Someone who regularly sees inpatients with hematologic malignancies expressed difficulty contacting patients when they are outpatients or have been discharged. Ms Blaseg suggested going to appointments with the patients. The questioner responded that the practice has 2 different sites, and they are in the process of building relationships with healthcare providers. Ms Blaseg suggested connecting with patients in the treatment area. Ms Parker does something similar. She tracks all types of appointments and tries to call each patient or sends them a letter.

Ms Blaseg was asked how she accomplishes discharging patients. She says the navigator touches base with patients, eg, if they are in surveillance and in a waiting room or after their doctor’s appointment. They used to send discharge letters, but that felt strange. They also used to discharge patients who were done with treatment, giving them a Facing Forward book. Now they discharge the patient but leave the door open. Patients are not ready to part with their navigator at the last appointment, so it’s done later during surveillance. Ms Parker noted that her practice setting doesn’t have a formal survivorship program yet. She said they are developing an exit interview.

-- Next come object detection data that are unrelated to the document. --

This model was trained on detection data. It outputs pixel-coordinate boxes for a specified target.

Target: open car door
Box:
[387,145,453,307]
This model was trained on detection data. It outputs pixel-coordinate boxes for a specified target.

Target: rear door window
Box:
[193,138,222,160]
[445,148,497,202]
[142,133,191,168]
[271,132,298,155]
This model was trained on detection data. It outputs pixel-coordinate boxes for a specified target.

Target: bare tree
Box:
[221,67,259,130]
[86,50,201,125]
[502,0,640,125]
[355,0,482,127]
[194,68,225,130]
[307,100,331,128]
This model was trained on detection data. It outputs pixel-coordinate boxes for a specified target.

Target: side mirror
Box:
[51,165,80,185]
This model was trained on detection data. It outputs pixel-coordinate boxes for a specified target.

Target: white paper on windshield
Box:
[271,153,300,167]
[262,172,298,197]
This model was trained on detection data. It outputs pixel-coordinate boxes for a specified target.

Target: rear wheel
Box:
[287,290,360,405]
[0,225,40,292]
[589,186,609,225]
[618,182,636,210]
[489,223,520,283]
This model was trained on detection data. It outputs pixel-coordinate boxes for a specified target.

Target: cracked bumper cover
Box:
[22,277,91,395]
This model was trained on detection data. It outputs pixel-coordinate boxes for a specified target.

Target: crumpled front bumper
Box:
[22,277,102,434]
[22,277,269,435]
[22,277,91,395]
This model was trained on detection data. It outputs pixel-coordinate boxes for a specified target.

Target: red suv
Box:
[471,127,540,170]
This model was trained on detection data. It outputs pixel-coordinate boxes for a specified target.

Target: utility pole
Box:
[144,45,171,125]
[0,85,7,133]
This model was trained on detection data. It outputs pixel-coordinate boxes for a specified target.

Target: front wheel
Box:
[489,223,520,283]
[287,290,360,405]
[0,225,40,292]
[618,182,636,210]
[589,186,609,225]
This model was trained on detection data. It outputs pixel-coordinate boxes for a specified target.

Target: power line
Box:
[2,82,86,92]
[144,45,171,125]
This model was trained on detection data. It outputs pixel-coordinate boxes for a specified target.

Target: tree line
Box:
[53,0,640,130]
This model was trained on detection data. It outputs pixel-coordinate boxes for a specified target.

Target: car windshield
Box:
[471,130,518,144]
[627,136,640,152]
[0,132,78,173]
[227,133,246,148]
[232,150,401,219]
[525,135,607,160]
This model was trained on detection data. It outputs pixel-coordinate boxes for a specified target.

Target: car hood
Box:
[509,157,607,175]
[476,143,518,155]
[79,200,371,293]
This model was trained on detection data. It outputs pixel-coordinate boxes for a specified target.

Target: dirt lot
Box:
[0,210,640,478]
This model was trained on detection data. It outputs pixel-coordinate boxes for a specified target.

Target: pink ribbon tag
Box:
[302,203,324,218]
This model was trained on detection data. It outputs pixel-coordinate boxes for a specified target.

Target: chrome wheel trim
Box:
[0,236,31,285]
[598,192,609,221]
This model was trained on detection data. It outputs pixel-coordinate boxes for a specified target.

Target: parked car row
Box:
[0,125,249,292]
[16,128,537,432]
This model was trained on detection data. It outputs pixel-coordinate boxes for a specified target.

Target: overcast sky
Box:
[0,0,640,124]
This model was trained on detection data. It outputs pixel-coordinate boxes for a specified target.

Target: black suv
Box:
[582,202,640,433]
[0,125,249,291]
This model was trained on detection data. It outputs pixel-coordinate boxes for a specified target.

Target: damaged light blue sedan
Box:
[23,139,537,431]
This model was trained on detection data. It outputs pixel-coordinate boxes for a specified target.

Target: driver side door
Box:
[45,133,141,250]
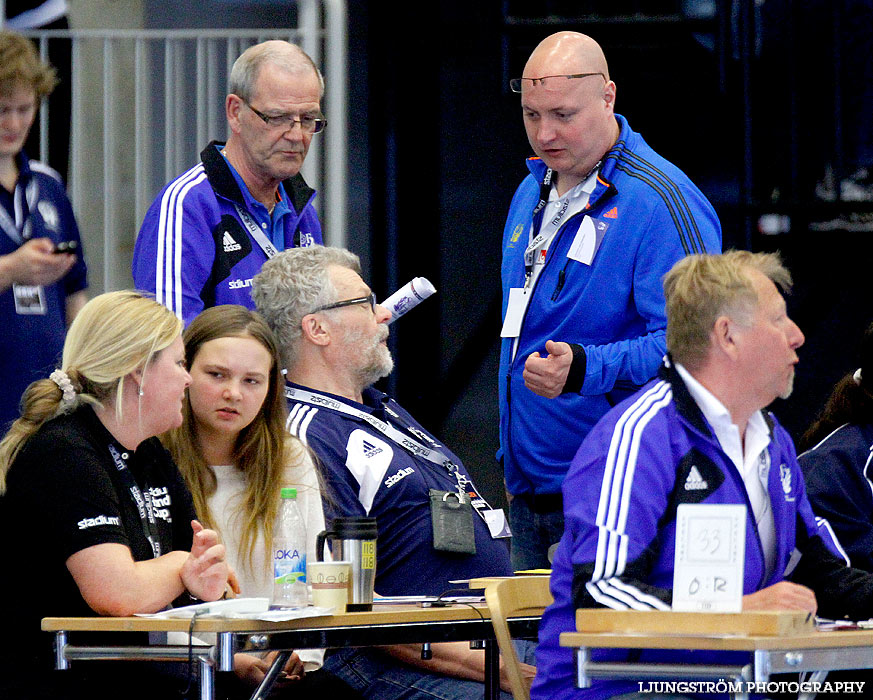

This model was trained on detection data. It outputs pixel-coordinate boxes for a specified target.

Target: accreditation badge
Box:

Someone whose program has no navigators wanted templates for intake forms and other documents. Her program has no EMRs. Ms Blaseg pointed out that the American College of Chest Physicians network has online tools, and that there are other online resources. Ms Shockney said that when she thinks about capturing information, she first asks herself what she would do with it, what it is needed for, when it is needed, and what will be done with it.